Now let's get the total counts per window, we will do it in two identical ways.
The second version uses the automatic 5' end anchoring to create an identical output.
```{r eval = TRUE, echo = TRUE, message = FALSE}

countOverlapsW(TIS_window, ribo, weight = "score") # score is the number of pshifted RFP peaks at respective position
# This is shorter version (You do not need TIS_window defined first) ->
startRegionCoverage(loadRegion(df, "cds"), ribo, loadRegion(df, "mrna"), 
                    is.sorted = TRUE, upstream = 20, downstream = 20)
```
You see the first gene had 33 reads in the 20-20 window around TIS

## Per nucleotide in region/window 
A per nucleotide coverage is in Bioconductor called a 'tiling', 
if you want the coverage per nucleotide in that predefined window?
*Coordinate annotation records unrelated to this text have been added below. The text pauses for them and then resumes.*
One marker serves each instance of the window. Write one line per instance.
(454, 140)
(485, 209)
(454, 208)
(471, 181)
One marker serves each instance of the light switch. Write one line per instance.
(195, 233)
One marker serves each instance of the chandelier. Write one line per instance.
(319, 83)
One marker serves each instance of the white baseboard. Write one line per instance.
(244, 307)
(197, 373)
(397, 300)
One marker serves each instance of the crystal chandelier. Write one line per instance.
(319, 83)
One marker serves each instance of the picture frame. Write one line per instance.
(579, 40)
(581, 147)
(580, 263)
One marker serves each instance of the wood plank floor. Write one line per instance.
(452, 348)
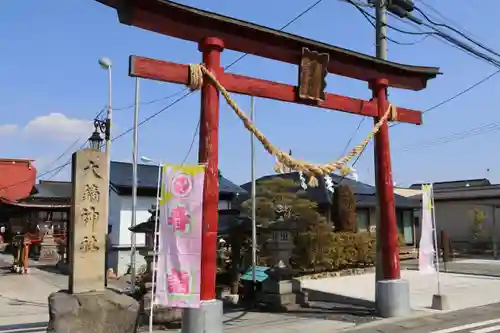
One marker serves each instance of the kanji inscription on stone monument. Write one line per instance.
(88, 221)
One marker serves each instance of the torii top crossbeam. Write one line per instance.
(176, 20)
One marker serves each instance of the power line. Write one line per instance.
(472, 132)
(293, 20)
(449, 99)
(192, 142)
(371, 20)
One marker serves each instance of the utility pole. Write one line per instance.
(381, 52)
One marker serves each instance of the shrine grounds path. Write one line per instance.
(23, 305)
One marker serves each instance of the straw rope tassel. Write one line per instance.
(196, 74)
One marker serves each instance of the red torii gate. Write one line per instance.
(215, 32)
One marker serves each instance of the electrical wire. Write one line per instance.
(445, 18)
(192, 142)
(481, 45)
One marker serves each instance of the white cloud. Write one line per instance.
(8, 130)
(58, 126)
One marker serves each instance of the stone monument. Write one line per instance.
(88, 306)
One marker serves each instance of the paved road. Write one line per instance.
(483, 319)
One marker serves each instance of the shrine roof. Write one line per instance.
(189, 23)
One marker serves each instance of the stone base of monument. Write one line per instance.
(284, 295)
(93, 312)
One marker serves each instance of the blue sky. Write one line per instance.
(51, 86)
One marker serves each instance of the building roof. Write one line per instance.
(456, 184)
(365, 194)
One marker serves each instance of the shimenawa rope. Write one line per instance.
(196, 73)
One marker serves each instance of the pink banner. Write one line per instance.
(179, 247)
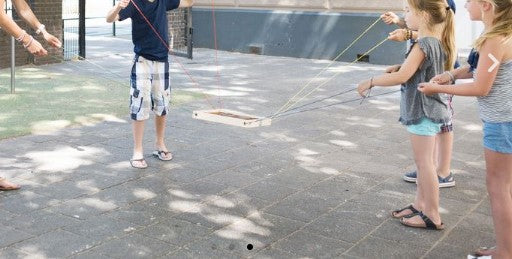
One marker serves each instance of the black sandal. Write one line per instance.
(142, 160)
(429, 224)
(410, 207)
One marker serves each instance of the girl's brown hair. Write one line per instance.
(502, 24)
(440, 13)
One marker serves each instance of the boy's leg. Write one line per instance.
(161, 91)
(140, 104)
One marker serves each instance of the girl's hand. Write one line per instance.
(390, 18)
(124, 3)
(398, 35)
(393, 69)
(363, 87)
(52, 40)
(428, 88)
(442, 79)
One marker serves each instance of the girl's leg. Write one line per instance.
(427, 194)
(499, 187)
(444, 147)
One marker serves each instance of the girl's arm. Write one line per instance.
(407, 70)
(485, 79)
(449, 77)
(186, 3)
(26, 13)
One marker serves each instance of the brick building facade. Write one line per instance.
(49, 13)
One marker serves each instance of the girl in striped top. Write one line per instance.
(493, 87)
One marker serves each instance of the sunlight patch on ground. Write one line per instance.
(64, 158)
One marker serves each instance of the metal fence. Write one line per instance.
(70, 27)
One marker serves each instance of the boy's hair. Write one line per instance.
(502, 24)
(440, 13)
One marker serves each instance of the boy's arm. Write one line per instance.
(23, 9)
(186, 3)
(113, 14)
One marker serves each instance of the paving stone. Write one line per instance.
(135, 246)
(303, 206)
(373, 247)
(304, 244)
(101, 228)
(176, 232)
(9, 236)
(55, 244)
(40, 221)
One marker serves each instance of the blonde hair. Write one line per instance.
(440, 13)
(502, 24)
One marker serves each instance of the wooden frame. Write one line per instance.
(231, 117)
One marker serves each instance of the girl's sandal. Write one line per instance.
(410, 207)
(139, 163)
(427, 222)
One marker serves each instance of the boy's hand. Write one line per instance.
(390, 18)
(398, 35)
(393, 69)
(123, 3)
(363, 87)
(441, 79)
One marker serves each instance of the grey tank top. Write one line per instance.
(497, 105)
(414, 105)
```{r eval = TRUE, echo = TRUE, message = FALSE}
# TIS region coverage
coveragePerTiling(TIS_window, ribo)[1:3]
```
For plotting it is best to use the data.table return:

```{r eval = TRUE, echo = TRUE, message = FALSE}
# TIS region coverage
dt <- coveragePerTiling(TIS_window, ribo, as.data.table = TRUE)
head(dt)
```
Let's plot the coverage for fun, now we want frame information too:

```{r eval = TRUE, echo = TRUE, message = FALSE}
# TIS region coverage
dt <- coveragePerTiling(TIS_window, ribo, as.data.table = TRUE, withFrames = TRUE)
# Rescale 0 to position 21
dt[, position := position - 21]
pSitePlot(dt)
```

## Per nucleotide in region/window (split by read length)
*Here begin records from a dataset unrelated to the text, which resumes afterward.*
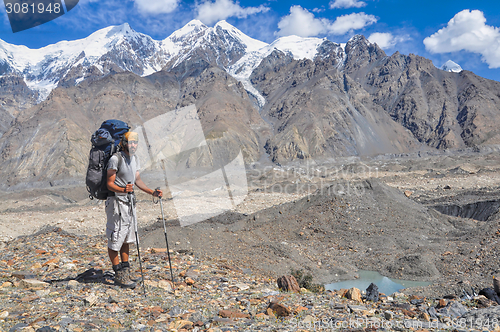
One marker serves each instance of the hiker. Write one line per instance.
(122, 173)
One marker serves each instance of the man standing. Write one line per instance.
(123, 172)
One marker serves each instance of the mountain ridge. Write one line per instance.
(312, 100)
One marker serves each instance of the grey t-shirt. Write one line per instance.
(126, 170)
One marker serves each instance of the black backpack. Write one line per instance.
(104, 144)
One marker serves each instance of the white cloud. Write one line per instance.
(302, 23)
(156, 6)
(468, 31)
(386, 40)
(346, 4)
(211, 12)
(344, 24)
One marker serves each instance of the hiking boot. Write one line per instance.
(129, 275)
(122, 279)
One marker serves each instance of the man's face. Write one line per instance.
(132, 147)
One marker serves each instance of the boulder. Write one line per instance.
(279, 310)
(354, 294)
(288, 284)
(372, 293)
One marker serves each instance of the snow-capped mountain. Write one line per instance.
(451, 66)
(70, 62)
(120, 48)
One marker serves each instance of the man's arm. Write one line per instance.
(113, 187)
(141, 185)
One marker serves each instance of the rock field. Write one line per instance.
(370, 215)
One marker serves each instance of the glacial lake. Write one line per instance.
(385, 285)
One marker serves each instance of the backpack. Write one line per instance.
(104, 144)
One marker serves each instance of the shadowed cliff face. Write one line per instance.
(352, 101)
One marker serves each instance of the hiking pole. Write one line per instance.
(166, 240)
(134, 220)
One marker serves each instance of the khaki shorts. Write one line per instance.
(120, 227)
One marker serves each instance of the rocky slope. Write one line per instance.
(296, 99)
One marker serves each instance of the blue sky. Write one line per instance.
(467, 32)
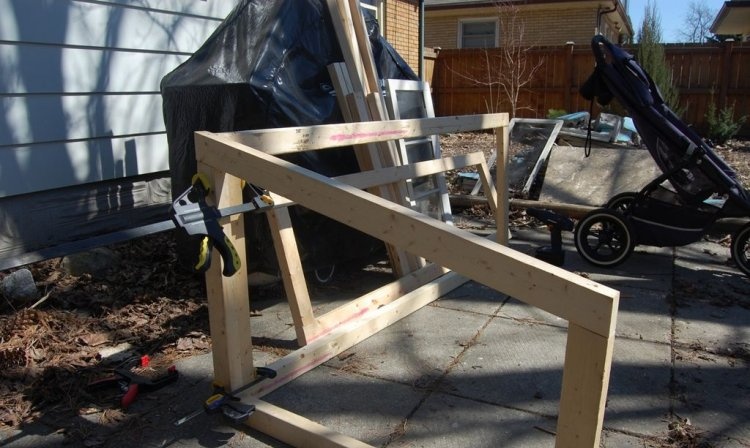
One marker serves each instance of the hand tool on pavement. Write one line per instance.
(227, 402)
(191, 212)
(134, 377)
To get coverage of a window per read length, we can anchor on a specific location,
namely the 5' end of CDSs (i.e. TISs) in this case.
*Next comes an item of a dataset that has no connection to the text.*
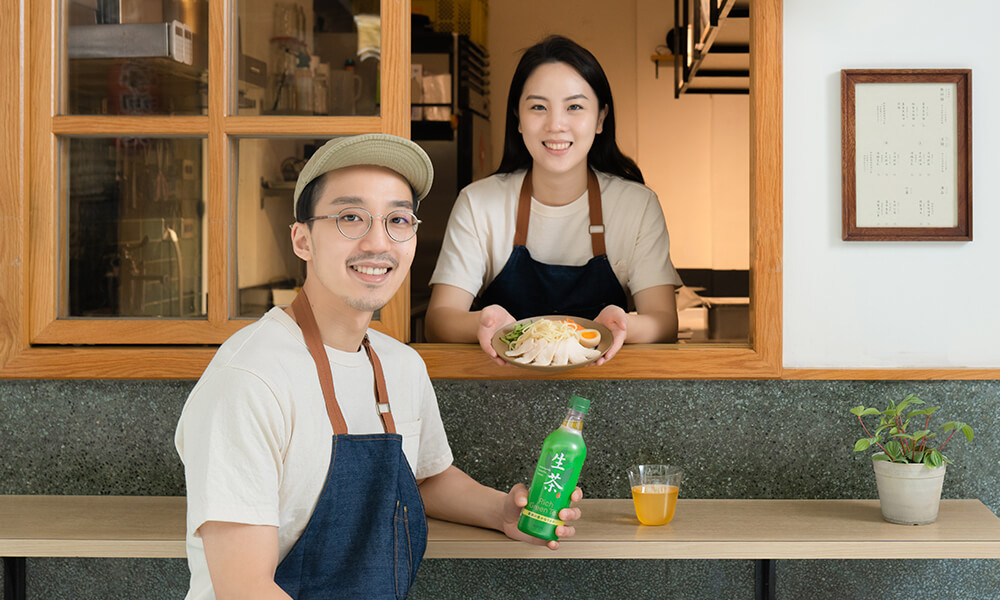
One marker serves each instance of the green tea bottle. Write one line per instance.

```{r eval = TRUE, echo = TRUE, message = FALSE}
# Define transcript with valid UTRs and lengths
txNames <- filterTranscripts(df, 25, 25,0, longestPerGene = TRUE)
# TIS region coverage
dt <- windowPerReadLength(loadRegion(df, "cds", txNames), loadRegion(df, "mrna", txNames), ribo)
# Remember to set scoring to scoring used above for dt
coverageHeatMap(dt, scoring = "transcriptNormalized")
```

To get coverage of a full region per read length 
(coverage of full transcript per read length), we do: 

```{r eval = TRUE, echo = TRUE, message = FALSE}
dt <- regionPerReadLength(loadRegion(df, "cds", txNames)[1], ribo, 
                          exclude.zero.cov.grl = FALSE, drop.zero.dt = FALSE)
# Remember to set scoring to scoring used above for dt
coverageHeatMap(dt, scoring = NULL)
```
You see the arguments exclude.zero.cov.grl and drop.zero.dt are set to false, 
default is true, which leads to considerable speed ups for large datasets, by reducing number
of 0 positions that are kept in the final object.

## Advanced details

Most coverage calculations in ORFik in some way relies on the GenomicRanges::coverage
function, to understand how it all works and how to speed it up, look up the two functions:

- ORFik:::coverageByTranscriptW (Must convert to coverage)
- ORFik:::coverageByTranscriptC (Uses precomputed RLE coverage tracks, much faster)

The remaining logic is usually pure R loops, as very little computation is done in R code anyway.
The output relies on data.table package for efficient computation on results and easy plotting.